DIRECTOR ORIENTATION AND CONTINUING EDUCATION
The Nominating and Governance Committee is responsible for monitoring the orientation and education needs of the Directors as well as for making recommendations about orientation and education to the Board, individual directors and management where appropriate. Directors are expected to annually attend a director training program that is approved or endorsed by a nationally recognized firm. Such annual training shall be in a subject matter related to corporate governance or another subject specifically related to service on our Board. The Corporate Secretary shall be responsible for coordinating an orientation for new directors, and for periodically providing materials or briefing sessions for all directors on subjects that would assist them in discharging their duties. Each new director shall, within six months of election to the Board, spend a day at corporate headquarters for personal briefing by senior management on SCANA’s strategic plan, its financial statements, and its key policies and practices.
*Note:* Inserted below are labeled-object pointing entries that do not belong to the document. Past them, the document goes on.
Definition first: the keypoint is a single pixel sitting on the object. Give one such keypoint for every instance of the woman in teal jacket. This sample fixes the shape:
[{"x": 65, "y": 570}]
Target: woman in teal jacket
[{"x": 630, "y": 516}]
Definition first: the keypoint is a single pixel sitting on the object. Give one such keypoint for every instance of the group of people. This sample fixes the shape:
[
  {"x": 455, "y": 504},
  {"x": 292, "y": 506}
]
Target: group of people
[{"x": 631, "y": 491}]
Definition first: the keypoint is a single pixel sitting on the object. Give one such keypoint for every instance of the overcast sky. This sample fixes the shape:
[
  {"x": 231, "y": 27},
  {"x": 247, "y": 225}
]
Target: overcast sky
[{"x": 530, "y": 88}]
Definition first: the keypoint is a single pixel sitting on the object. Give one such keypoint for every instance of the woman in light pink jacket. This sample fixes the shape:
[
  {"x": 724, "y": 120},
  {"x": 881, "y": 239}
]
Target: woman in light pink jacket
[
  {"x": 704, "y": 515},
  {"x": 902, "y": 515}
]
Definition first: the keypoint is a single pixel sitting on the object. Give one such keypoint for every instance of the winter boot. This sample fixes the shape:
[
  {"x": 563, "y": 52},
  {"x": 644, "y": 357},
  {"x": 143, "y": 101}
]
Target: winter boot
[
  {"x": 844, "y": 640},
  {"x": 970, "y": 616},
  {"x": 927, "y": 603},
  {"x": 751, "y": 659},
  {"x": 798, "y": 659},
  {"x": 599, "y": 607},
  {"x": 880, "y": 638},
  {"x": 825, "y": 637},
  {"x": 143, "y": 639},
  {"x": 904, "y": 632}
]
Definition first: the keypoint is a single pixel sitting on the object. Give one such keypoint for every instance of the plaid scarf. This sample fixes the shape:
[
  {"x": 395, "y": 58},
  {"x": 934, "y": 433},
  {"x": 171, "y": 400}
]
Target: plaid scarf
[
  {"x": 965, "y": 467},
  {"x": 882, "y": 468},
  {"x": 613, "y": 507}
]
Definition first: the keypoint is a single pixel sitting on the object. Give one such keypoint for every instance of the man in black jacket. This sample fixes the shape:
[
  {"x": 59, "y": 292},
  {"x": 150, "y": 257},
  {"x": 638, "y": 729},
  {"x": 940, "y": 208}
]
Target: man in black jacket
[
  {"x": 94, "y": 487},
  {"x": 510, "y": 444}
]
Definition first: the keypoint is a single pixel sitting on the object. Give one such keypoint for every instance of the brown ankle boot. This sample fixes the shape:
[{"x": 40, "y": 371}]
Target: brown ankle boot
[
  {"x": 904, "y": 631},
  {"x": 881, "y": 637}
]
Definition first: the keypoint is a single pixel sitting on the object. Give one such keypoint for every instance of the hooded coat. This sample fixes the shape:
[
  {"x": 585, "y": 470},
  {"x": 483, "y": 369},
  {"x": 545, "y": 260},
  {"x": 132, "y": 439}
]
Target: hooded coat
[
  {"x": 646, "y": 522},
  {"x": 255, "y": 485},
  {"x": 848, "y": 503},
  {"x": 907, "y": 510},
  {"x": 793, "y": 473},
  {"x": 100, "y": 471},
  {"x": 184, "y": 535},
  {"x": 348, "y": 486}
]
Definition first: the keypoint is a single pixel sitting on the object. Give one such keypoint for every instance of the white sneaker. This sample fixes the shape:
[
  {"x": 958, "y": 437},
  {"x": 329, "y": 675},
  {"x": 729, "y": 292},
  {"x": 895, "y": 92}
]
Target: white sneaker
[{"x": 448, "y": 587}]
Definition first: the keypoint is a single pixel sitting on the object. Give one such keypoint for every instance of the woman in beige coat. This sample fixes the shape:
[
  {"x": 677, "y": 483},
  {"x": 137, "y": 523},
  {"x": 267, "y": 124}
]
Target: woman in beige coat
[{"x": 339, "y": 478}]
SCANA POLICIES ON BUSINESS ETHICS AND CONDUCT
- All SCANA employees, including the Chairman and CEO, the Chief Financial Officer, the Principal Accounting Officer and Directors, are required to abide by SCANA’s longstanding Code of Conduct to ensure that SCANA’s business is conducted in a consistently legal and ethical manner. These standards form the foundation of a comprehensive process that includes compliance with corporate policies and procedures, an open relationship among colleagues that contributes to good business conduct, and an abiding belief in the integrity of SCANA’s employees. SCANA’s policies and procedures cover all areas of professional conduct, including employment policies, conflicts of interest, intellectual property and the protection of confidential information, and require adherence to laws and regulations applicable to the conduct of SCANA’s businesses.
- Employees are required to report any conduct that they believe in good faith to be an actual or apparent violation of SCANA’s Code of Conduct.
These governance principles are reviewed periodically by the Board.
The Board shall annually elect the Company’s Lead Director. The Lead Director presides at all Board meetings at which the Chairman is not present, including executive sessions of the independent directors held at each regularly scheduled Board meeting, and is also authorized to call meetings of the Independent Directors when necessary or appropriate. The Lead Director will maintain an active, ongoing, positive and collaborative relationship with the Chairman and the CEO and keep an open line of communication providing for the dissemination of information to the Board. The Lead Director also collaborates with the Chairman regarding schedules and agendas for the board meetings and provides feedback from the Board to the Chairman following each executive session of the Independent Directors.
COMMUNICATIONS WITH DIRECTORS
You may communicate with the Chairs of the Audit, Compensation and Nominating and Governance committees by sending an e-mail to email@example.com, firstname.lastname@example.org, or email@example.com or with the independent Directors as a group by sending an e-mail to firstname.lastname@example.org.
SCANA will not make any personal loans or extensions of credit to Directors or executive officers. Amounts owed for the provision of utility services by the Company or its subsidiaries and billed to the Director or officer and paid in the ordinary course of business shall not be deemed to be a loan.
BOARD INTERACTION WITH INSTITUTIONAL INVESTORS, THE MEDIA AND CUSTOMERS
The Board believes that communications and relationships on behalf of SCANA with institutional investors, the media and customers should be conducted primarily by members of management. However, Directors may participate occasionally in such interaction at the request and with the knowledge of the CEO.